Our awesome tour guide whose sister actually lives in South Weymouth! He is 80 and is still looking after the grounds and giving tours, we actually had trouble keeping up with him!
On the actual "Hill" of Tara there are many little mounds. Each one serving a specific purpose and having their own historical significance. The oldest mound is the Mound of the Hostages which dates back to 3000 BC meaning it is OLDER THAN THE PYRAMIDS!
This is the entrance to the Mound of Hostages, the one thats older than the pyramids. It's layout is very similar to the mound at Newgrange. If you haven't heard of Newgrange I highly suggest researching it. I hope to be able to go there at some point!
The way this mound is set up is that there are several openings, and only on certain days of the year, such as the summer and winter solstice, the sun will shine through and illuminate intricate carvings and drawings on the inside.
Also there are many people buried within the outer "shell" of the mound. Mostly were cremated but they did find a skeleton of a man who had expensive jewelry and is thought to be rather important. Another interesting fact is that about 100 years ago a group of israelites traveled to Tara and excavated this mound because they believed the arc of the covenant was buried inside it. An old story says that the locals were getting so much business from these men that at night they would go and bury just to keep them there! Irish nationalists eventually made them leave though because they were desecrating a sacred and historical site with no real luck.
The settlement is believed to have pagan roots, based on artifacts and later writings. Once the introduction of widespread Christianity by St. Patrick, The Hill's importance lessened. There are stories about druids and St. Patrick having basically magic contests to prove whose religion was the stronger one.
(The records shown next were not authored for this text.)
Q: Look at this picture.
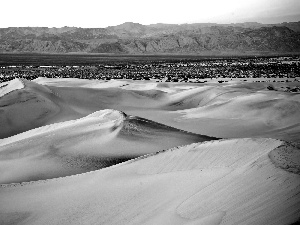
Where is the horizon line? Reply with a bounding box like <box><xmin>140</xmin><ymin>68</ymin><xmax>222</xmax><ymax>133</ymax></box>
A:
<box><xmin>1</xmin><ymin>20</ymin><xmax>300</xmax><ymax>29</ymax></box>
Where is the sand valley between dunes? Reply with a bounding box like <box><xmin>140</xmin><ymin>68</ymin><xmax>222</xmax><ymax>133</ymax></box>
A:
<box><xmin>0</xmin><ymin>77</ymin><xmax>300</xmax><ymax>225</ymax></box>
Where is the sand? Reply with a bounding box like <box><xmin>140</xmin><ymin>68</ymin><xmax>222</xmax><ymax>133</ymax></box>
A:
<box><xmin>0</xmin><ymin>77</ymin><xmax>300</xmax><ymax>225</ymax></box>
<box><xmin>0</xmin><ymin>109</ymin><xmax>213</xmax><ymax>184</ymax></box>
<box><xmin>0</xmin><ymin>78</ymin><xmax>24</xmax><ymax>97</ymax></box>
<box><xmin>1</xmin><ymin>138</ymin><xmax>299</xmax><ymax>225</ymax></box>
<box><xmin>1</xmin><ymin>78</ymin><xmax>299</xmax><ymax>141</ymax></box>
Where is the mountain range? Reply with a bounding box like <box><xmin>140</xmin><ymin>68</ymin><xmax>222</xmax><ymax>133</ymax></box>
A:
<box><xmin>1</xmin><ymin>21</ymin><xmax>300</xmax><ymax>54</ymax></box>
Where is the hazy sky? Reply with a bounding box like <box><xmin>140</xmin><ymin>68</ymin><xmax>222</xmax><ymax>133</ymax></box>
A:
<box><xmin>1</xmin><ymin>0</ymin><xmax>300</xmax><ymax>28</ymax></box>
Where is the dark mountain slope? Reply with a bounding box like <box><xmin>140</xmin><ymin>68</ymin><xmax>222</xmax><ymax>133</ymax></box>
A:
<box><xmin>0</xmin><ymin>22</ymin><xmax>299</xmax><ymax>54</ymax></box>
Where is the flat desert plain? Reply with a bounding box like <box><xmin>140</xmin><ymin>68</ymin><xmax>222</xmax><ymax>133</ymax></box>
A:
<box><xmin>0</xmin><ymin>77</ymin><xmax>299</xmax><ymax>225</ymax></box>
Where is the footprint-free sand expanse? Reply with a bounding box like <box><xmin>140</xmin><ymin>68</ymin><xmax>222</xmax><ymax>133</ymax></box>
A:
<box><xmin>0</xmin><ymin>78</ymin><xmax>299</xmax><ymax>224</ymax></box>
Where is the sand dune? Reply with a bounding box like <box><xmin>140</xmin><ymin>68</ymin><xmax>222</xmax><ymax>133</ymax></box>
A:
<box><xmin>0</xmin><ymin>109</ymin><xmax>213</xmax><ymax>184</ymax></box>
<box><xmin>1</xmin><ymin>138</ymin><xmax>299</xmax><ymax>225</ymax></box>
<box><xmin>1</xmin><ymin>77</ymin><xmax>300</xmax><ymax>224</ymax></box>
<box><xmin>150</xmin><ymin>82</ymin><xmax>300</xmax><ymax>141</ymax></box>
<box><xmin>2</xmin><ymin>78</ymin><xmax>299</xmax><ymax>141</ymax></box>
<box><xmin>176</xmin><ymin>90</ymin><xmax>300</xmax><ymax>128</ymax></box>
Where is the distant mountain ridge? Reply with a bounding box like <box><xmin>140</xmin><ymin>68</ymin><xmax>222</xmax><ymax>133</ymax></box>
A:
<box><xmin>0</xmin><ymin>21</ymin><xmax>300</xmax><ymax>54</ymax></box>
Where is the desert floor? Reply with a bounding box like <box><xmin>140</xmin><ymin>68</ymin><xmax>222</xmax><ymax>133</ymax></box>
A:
<box><xmin>0</xmin><ymin>78</ymin><xmax>299</xmax><ymax>225</ymax></box>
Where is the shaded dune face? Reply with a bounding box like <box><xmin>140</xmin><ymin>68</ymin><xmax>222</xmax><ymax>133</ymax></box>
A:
<box><xmin>119</xmin><ymin>114</ymin><xmax>211</xmax><ymax>141</ymax></box>
<box><xmin>0</xmin><ymin>138</ymin><xmax>299</xmax><ymax>225</ymax></box>
<box><xmin>0</xmin><ymin>109</ymin><xmax>214</xmax><ymax>184</ymax></box>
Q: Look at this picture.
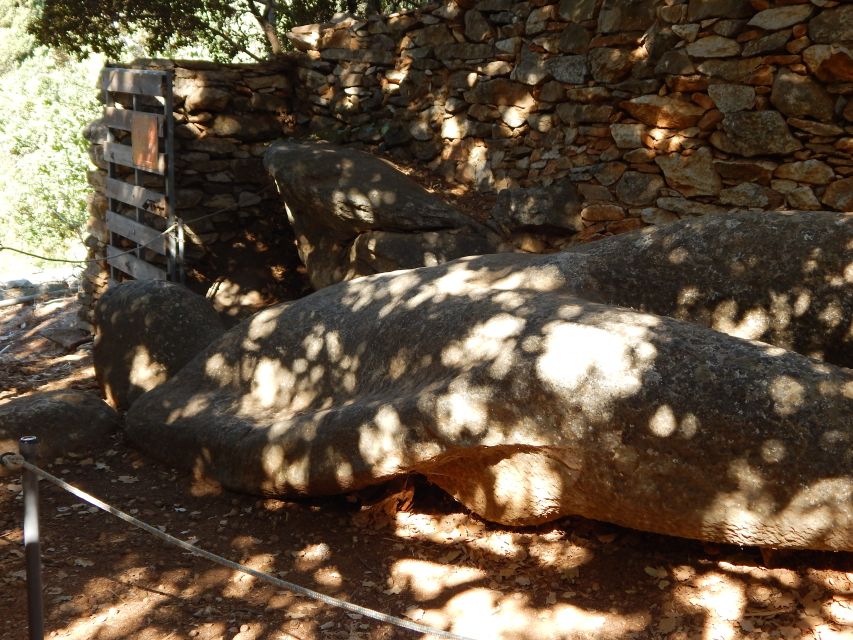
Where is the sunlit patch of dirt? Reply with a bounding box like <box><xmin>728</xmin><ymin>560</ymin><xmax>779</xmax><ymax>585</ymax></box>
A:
<box><xmin>1</xmin><ymin>298</ymin><xmax>851</xmax><ymax>640</ymax></box>
<box><xmin>0</xmin><ymin>298</ymin><xmax>96</xmax><ymax>402</ymax></box>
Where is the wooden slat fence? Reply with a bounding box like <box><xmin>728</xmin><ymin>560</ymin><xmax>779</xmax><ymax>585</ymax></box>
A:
<box><xmin>102</xmin><ymin>66</ymin><xmax>182</xmax><ymax>284</ymax></box>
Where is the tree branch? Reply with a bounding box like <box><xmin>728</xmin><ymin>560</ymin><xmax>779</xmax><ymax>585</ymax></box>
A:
<box><xmin>204</xmin><ymin>21</ymin><xmax>266</xmax><ymax>61</ymax></box>
<box><xmin>243</xmin><ymin>0</ymin><xmax>283</xmax><ymax>55</ymax></box>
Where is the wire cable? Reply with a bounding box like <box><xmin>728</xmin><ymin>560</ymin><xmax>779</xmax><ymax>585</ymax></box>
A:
<box><xmin>0</xmin><ymin>453</ymin><xmax>480</xmax><ymax>640</ymax></box>
<box><xmin>0</xmin><ymin>183</ymin><xmax>276</xmax><ymax>266</ymax></box>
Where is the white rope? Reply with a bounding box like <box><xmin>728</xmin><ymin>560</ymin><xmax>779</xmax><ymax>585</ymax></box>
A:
<box><xmin>1</xmin><ymin>453</ymin><xmax>480</xmax><ymax>640</ymax></box>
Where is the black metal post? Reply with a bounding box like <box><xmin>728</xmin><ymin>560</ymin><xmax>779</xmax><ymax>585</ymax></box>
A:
<box><xmin>20</xmin><ymin>436</ymin><xmax>44</xmax><ymax>640</ymax></box>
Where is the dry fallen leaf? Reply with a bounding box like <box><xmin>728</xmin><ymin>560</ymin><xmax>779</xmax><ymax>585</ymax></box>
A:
<box><xmin>352</xmin><ymin>484</ymin><xmax>415</xmax><ymax>529</ymax></box>
<box><xmin>644</xmin><ymin>566</ymin><xmax>668</xmax><ymax>579</ymax></box>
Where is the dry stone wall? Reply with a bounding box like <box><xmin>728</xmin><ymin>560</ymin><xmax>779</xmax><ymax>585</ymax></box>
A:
<box><xmin>82</xmin><ymin>0</ymin><xmax>852</xmax><ymax>323</ymax></box>
<box><xmin>81</xmin><ymin>59</ymin><xmax>304</xmax><ymax>328</ymax></box>
<box><xmin>288</xmin><ymin>0</ymin><xmax>853</xmax><ymax>241</ymax></box>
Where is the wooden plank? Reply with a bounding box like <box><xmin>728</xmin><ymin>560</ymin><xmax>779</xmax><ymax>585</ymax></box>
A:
<box><xmin>101</xmin><ymin>68</ymin><xmax>165</xmax><ymax>97</ymax></box>
<box><xmin>106</xmin><ymin>246</ymin><xmax>167</xmax><ymax>281</ymax></box>
<box><xmin>104</xmin><ymin>141</ymin><xmax>166</xmax><ymax>175</ymax></box>
<box><xmin>103</xmin><ymin>107</ymin><xmax>164</xmax><ymax>135</ymax></box>
<box><xmin>105</xmin><ymin>177</ymin><xmax>166</xmax><ymax>215</ymax></box>
<box><xmin>106</xmin><ymin>211</ymin><xmax>167</xmax><ymax>255</ymax></box>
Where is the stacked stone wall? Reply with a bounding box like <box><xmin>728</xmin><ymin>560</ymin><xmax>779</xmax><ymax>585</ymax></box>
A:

One story was that a druid covered the Hill of Tara in snow but when Patrick challenged him to remove the snow, he could not. It is said that Patrick was able to remove the snow, proving his superiority. There was a large statue of Saint Patrick on a mound in Tara that had been disintegrating rapidly. One day it just disappeared! The residents argued about replacing it for nearly 10 years until a covenant in France offered a statue they had as a replacement, which is what stands there now.
This is the Lia Fail or Stone of Des
Lots of sheep!
Another view of the Stone of Destiny.
A commemorative tombstone for the hundreds that died in the Battle of Tara.
The only way to be buried in Tara's cemetery is to be related to someone who was buried there long ago.
The church isn't open during the winter months so we couldn't go inside. It does however, open one day a year for masses, and that is St. Patrick's Day!
Something I found really interesting was their way of cutting the grass. Because the area could contain precious artifacts they don't allow large machinery to come in and mow. Instead they have huge herds of sheep that graze all day.
Unfortunately because of all the sheep you also get A LOT of sheep poop. If you go, I would highly recommend wearing wellies or shoes you can easily clean!